Nicolas Bouliane

A map for every journey Posted on

Remember the world before Google Maps?

When I started driving, the front passenger was the navigator. They plotted the route, then kept their finger on the map and watched the exits until we reached our destination. The success of the journey depended on them. If you found a really good one, you married them.

Trips to new places were still an adventure. We navigated by dead reckoning. We followed pre-printed instructions and paper maps that only showed arteries. We took directions from relatives on the other end, and if the navigator failed, from strangers along the way.

When we got lost, we got lost. There was no blue dot indicating our position, no blue line to guide us. We had to figure out where we went wrong, and find our way back. It was nerve-wracking. It strained relationships. We had screaming matches in Tim Hortons parking lots.

Now, we have Google Maps. We no longer get lost. The navigator queues songs, passes snacks and picks restaurants.

Maps made the journey predictable. We know exactly how to get there, how long it will take, what difficulties we can expect, and where to go if we have a problem.

It made navigation completely stress-free.

So why don’t we have this for other kinds of journeys?

I help people navigate German bureaucracy. The people I help are on a different kind of journey, but their concerns are the same: they want to know how to get there, how long it will take, what difficulties they can expect, and where to go if they have a problem.

The stakes are higher than showing up on time for dinner. Some people are fighting for their right to live in Germany. Their whole family is sitting in the car with them. They put their life savings in the tank.

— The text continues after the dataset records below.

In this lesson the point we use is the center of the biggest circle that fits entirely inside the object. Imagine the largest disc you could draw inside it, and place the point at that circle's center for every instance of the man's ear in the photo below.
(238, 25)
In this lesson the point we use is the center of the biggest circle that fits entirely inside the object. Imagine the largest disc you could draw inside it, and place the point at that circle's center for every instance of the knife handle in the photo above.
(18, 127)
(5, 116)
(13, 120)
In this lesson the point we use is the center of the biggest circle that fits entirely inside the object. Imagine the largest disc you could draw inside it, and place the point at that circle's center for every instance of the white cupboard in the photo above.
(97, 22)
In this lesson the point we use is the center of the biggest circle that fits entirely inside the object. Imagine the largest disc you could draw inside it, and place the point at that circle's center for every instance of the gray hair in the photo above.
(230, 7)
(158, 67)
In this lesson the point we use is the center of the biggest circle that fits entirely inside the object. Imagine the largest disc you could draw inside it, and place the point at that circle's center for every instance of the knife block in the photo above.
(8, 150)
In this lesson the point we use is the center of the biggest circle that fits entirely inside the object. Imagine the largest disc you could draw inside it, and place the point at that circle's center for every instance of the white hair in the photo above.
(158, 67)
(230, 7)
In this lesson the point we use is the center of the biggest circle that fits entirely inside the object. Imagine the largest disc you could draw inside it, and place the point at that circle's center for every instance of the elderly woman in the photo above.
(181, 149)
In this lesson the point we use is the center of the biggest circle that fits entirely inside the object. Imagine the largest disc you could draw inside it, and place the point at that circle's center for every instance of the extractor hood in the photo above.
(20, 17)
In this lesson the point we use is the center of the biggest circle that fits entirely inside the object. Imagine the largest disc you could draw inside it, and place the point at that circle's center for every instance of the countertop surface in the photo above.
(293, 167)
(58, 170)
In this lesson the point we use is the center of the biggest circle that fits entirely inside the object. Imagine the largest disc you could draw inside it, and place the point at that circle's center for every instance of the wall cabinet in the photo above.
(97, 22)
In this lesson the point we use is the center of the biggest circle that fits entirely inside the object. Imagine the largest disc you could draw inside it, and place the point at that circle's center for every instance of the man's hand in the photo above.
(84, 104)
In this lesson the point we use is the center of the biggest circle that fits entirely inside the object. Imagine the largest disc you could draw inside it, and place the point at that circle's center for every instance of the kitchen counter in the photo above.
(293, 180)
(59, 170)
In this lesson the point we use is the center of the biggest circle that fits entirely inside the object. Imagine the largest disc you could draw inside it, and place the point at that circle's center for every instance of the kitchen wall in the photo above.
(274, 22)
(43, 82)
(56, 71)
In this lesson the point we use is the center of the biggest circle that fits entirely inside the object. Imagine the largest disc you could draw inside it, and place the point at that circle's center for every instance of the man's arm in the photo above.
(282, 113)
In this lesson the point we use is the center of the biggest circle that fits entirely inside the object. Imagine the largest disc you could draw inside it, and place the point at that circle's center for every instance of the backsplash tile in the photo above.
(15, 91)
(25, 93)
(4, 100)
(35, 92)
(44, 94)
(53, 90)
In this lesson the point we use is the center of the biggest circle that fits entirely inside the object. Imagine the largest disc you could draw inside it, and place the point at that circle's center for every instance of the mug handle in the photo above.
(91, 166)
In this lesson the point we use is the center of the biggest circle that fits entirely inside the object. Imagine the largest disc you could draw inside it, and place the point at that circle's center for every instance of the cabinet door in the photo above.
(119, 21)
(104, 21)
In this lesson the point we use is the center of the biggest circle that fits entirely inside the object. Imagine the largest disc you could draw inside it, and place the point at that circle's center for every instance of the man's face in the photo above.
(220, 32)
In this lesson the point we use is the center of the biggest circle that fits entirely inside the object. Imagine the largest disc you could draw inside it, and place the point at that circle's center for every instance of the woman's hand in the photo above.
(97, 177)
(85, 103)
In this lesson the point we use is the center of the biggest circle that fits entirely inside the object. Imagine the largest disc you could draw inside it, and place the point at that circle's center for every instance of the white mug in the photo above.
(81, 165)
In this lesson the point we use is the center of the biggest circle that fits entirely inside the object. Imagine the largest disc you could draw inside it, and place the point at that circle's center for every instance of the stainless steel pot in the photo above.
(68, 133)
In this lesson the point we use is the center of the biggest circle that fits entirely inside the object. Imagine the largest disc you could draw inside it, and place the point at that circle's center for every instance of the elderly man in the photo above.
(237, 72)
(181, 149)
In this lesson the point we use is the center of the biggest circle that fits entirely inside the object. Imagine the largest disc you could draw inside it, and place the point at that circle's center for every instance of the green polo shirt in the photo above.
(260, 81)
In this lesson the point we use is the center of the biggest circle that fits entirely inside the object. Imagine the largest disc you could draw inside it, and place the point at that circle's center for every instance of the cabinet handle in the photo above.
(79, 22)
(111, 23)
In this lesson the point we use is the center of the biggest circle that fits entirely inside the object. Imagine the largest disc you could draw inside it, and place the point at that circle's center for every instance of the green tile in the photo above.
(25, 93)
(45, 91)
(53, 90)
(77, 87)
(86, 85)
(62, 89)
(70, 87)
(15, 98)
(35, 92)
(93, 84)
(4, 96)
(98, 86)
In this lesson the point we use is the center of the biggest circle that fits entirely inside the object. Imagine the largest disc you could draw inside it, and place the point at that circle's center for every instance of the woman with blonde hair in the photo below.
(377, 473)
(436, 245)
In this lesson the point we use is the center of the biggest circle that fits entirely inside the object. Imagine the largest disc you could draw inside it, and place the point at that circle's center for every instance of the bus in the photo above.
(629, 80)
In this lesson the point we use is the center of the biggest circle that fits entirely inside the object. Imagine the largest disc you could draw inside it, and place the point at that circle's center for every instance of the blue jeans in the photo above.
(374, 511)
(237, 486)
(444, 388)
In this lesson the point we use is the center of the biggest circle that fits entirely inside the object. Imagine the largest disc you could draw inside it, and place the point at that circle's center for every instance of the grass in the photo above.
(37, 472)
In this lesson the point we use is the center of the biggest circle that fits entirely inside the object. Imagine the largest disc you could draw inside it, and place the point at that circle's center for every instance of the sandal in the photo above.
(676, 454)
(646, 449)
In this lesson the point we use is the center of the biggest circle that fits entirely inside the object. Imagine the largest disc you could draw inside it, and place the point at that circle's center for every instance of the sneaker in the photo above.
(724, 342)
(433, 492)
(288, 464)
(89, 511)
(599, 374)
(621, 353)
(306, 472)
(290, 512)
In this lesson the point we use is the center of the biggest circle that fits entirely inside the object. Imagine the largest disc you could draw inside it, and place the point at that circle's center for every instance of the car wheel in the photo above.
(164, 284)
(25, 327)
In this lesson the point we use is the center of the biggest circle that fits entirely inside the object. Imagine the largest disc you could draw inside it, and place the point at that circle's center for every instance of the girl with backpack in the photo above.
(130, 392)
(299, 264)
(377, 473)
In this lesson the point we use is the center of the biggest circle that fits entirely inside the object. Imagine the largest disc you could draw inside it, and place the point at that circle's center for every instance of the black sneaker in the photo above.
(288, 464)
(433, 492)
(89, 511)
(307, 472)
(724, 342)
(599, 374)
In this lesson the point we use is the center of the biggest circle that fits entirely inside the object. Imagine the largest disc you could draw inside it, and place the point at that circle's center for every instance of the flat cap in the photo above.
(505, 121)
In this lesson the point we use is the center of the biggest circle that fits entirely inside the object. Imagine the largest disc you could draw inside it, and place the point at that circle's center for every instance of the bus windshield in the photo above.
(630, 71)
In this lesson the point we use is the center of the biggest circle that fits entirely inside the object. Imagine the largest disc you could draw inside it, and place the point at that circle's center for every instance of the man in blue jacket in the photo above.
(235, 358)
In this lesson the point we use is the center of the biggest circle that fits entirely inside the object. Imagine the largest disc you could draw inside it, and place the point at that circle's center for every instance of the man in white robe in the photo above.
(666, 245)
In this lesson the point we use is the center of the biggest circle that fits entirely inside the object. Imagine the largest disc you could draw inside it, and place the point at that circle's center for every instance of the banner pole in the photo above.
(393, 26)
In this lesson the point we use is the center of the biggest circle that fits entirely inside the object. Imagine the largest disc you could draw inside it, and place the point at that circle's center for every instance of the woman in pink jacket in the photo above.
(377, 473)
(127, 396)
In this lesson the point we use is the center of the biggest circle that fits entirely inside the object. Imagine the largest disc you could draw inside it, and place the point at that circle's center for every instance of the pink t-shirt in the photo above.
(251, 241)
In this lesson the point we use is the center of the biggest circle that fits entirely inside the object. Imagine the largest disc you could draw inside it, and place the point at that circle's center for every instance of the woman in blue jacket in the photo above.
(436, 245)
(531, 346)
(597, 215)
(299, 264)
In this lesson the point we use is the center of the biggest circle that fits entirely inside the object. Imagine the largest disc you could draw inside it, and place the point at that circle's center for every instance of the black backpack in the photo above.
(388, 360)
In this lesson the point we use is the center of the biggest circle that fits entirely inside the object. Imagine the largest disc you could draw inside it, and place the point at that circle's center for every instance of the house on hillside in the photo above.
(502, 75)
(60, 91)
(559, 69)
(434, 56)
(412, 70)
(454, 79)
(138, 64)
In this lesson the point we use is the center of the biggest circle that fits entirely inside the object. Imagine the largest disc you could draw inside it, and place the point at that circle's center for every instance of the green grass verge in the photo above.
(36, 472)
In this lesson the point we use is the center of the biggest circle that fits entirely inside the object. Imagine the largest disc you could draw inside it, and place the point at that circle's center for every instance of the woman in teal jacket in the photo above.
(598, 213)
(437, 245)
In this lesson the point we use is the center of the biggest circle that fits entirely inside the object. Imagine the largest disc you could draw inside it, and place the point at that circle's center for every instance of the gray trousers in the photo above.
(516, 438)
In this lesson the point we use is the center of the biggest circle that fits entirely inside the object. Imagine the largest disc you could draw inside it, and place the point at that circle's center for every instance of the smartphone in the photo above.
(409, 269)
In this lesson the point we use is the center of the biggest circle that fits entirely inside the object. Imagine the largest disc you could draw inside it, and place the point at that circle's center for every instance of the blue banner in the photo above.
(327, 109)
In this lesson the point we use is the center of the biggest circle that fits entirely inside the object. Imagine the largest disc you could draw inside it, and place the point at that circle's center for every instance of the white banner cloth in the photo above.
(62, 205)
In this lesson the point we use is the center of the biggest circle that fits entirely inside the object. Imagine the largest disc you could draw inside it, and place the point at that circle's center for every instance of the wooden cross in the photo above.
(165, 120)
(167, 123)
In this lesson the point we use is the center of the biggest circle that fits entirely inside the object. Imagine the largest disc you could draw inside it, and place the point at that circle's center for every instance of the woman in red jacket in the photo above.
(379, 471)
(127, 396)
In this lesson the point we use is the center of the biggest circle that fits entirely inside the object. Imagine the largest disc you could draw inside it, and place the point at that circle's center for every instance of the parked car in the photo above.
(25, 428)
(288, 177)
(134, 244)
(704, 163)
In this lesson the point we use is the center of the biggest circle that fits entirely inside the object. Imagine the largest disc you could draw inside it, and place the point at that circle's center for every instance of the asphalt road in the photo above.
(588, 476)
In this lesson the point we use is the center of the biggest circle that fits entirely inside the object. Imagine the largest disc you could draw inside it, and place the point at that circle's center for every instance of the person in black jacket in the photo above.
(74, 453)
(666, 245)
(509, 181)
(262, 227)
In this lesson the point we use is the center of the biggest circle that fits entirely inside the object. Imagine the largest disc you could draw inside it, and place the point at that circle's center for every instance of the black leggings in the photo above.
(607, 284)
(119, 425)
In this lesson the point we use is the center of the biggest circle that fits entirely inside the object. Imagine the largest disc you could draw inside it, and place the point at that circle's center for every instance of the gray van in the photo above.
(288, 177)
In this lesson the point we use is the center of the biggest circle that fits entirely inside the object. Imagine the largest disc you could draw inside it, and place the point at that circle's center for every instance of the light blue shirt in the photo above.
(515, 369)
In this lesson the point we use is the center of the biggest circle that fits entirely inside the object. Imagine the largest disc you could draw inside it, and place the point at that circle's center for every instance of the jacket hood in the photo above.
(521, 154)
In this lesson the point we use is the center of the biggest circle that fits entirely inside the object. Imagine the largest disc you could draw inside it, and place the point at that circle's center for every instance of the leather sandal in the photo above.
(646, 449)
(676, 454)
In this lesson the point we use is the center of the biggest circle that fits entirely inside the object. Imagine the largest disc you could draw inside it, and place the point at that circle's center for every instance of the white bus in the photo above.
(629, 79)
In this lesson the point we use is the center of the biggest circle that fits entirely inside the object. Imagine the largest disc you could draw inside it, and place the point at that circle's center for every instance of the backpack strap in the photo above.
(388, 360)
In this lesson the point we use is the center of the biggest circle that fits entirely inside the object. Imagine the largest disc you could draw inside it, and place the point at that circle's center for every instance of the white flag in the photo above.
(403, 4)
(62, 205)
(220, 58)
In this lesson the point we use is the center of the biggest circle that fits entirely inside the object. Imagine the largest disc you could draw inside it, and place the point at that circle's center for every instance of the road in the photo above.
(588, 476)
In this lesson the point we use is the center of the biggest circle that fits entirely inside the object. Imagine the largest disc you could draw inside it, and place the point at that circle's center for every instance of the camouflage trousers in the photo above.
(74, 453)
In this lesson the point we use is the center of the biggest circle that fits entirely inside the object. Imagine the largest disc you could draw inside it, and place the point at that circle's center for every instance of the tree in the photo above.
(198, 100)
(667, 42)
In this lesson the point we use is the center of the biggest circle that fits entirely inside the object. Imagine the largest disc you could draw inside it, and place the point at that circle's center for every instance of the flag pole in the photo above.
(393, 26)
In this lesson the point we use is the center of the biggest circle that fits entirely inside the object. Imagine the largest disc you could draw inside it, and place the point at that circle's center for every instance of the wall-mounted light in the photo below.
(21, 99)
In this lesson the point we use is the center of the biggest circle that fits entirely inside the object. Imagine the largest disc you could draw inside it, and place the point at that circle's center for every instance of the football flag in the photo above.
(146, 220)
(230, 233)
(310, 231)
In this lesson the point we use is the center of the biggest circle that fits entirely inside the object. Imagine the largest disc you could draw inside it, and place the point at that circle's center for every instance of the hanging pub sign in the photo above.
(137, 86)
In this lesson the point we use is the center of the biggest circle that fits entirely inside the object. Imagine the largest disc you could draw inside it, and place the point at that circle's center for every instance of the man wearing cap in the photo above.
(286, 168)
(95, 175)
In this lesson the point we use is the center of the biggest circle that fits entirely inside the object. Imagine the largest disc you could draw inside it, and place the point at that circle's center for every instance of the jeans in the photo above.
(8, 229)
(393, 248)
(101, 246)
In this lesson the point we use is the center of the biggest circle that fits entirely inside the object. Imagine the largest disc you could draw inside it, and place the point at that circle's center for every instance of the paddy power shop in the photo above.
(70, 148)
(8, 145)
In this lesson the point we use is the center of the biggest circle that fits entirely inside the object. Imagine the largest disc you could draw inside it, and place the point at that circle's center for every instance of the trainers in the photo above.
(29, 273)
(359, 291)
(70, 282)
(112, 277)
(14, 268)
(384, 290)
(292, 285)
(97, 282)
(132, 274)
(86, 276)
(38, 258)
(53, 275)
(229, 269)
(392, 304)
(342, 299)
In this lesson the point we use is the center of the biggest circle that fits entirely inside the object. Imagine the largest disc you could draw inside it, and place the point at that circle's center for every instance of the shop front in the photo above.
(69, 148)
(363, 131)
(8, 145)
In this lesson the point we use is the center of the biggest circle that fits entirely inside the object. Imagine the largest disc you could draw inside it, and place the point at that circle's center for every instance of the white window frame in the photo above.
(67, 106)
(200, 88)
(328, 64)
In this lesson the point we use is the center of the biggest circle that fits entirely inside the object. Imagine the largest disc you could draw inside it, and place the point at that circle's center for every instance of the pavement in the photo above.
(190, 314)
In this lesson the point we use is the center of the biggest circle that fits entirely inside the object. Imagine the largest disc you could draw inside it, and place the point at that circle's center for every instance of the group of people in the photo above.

There is no GPS this time. There isn’t even a map. There are only scarce, ambiguous instructions. The rest is just rumours from fellow travellers.

What I really want

A map would make the journey predictable. It would not fix the months-long bureaucratic traffic jams, nor would it turn business registration into a scenic drive, but it would give people a sense of what’s ahead.

I don’t picture a literal map, just good information that fills the same role, anything that prepares travelers for their journey. I’d settle for plain text and some flowcharts.

This is hardly a revolutionary idea. How can you watch people take the same wrong turns over and over again, and not want to put up a sign? Ask your civil servants.

So I’ve been drawing maps and putting up signs myself. I’ve mapped dozens of bureaucratic processes in Berlin, and a few more in other places. I now make a living out of it.

But I face the same problems as any cartographer: the world changes faster than I can map it.

Unlike Google, I have limited visibility into what I map. I don’t have satellite imagery of bureaucratic processes, nor camera cars that roam around the Bürgerämter. I just read forum posts and ask around. It’s a lot like drawing a map by interviewing travellers.

I don’t have a better solution yet. I automated some of the change monitoring, reduced my scope to mostly Berlin, work with people on the ground and try to work with the city government. I also get a lot of feedback from kind readers.

It’s far from perfect, but that’s the best I can do for now. I’m open to ideas.